O embate de gerações
por Bruno CarmeloNos quatro primeiros filmes da franquia Rocky, o lutador interpretado por Sylvester Stallone foi visto como um potencial campeão, desde a sua fase amadora, nas duas primeiras produções, até a profissionalização do terceiro e quarto filmes. Agora, a novidade não é mais o oponente ou o cenário em que ocorre a batalha, e sim o tema da franquia: o quinto filme decide debater a questão da transmissão de conhecimento entre gerações, à medida que Rocky envelhece e se aposenta.
Este capítulo transforma sensivelmente a saga. Antes, o objetivo era a vitória ou a superação pessoal (de Rocky, de Apollo), agora, a história questiona o impacto das pessoas umas nas outras. Este é provavelmente o filme mais complexo psicologicamente, mas também o mais novelesco. Acima de tudo, este é o segundo filme dirigido por John G. Avildsen, que havia comandado o primeiro Rocky, em 1976. Ele retorna para resgatar, de modo quase excessivo, a fragilidade emocional do protagonista e a importância da origem pobre do boxeador.
Para isso, cria-se uma reviravolta brusca sobre a perda de dinheiro: de repente, o rico lutador sofre um golpe financeiro, sendo obrigado a retornar à velha casa com sua amada Adrian (Talia Shire). Pode ser uma mudança pouco convincente em termos narrativos, mas é ótima para a dinâmica de Rocky como um todo. Avildsen torna a história nostálgica e triste novamente, filmando várias cenas noturnas e azuladas, relembrando os personagens falecidos em flashbacks, apresentando uma sequência com todas as feridas acumuladas pelo boxeador ao longo dos anos.

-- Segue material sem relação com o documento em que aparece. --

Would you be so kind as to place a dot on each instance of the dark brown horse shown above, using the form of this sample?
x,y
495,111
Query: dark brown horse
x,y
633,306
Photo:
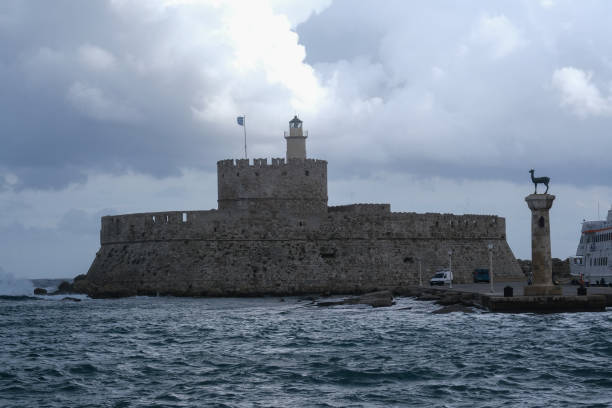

Rocky V assume a clara missão de avaliar toda a jornada do personagem como se o boxeador estivesse no divã.
A questão terapêutica surge com a nossa função do personagem: pela primeira vez, Rocky torna-se treinador de outro azarão. Tommy Gunn (Tommy Morrison) é bronco, agressivo e talentoso como o jovem Rocky, e neste sentido, o lutador enxerga no garoto uma metáfora de si mesmo. Ao mesmo tempo, negligencia o filho biológico, sem vocação para o esporte. A questão paterna é bem trabalhada na história, que não vilaniza nenhum personagem. Os três homens são frágeis, ciumentos, em busca de amor exclusivo e incondicional.
A luta tão esperada representa a superação do complexo de Édipo: Tommy é obrigado a simbolicamente atacar o pai para se tornar independente. Por um lado, esta é a luta mais importante da saga, porque opõe o criador à criatura, como se Rocky estivesse lutando contra si mesmo, mais novo. Por outro lado, muitos fãs ficaram frustrados por não encontrar uma disputa oficial, nos ringues, como em todas as outras produções. O combate ocorre na rua, diante de todos, de modo informal. Rocky V está tão empenhado em retomar o aspecto amador e cru do esporte que abandona o cenário esportivo, quase obrigatório num filme sobre boxe.
O resultado foi um fiasco de bilheteria e crítica, além de ter sido indicado a uma porção de prêmios Framboesa de Ouro, que recompensam os piores do ano. O público não aceitou uma transformação tão radical na saga, nem a perda do humor pop. Mas Rocky V é voluntariamente um feel bad movie, uma bela guinada rumo aos aspectos mais dramáticos que funcionaram tão bem no primeiro Rocky, e que abriram as vias para as duas boas produções que seguiram.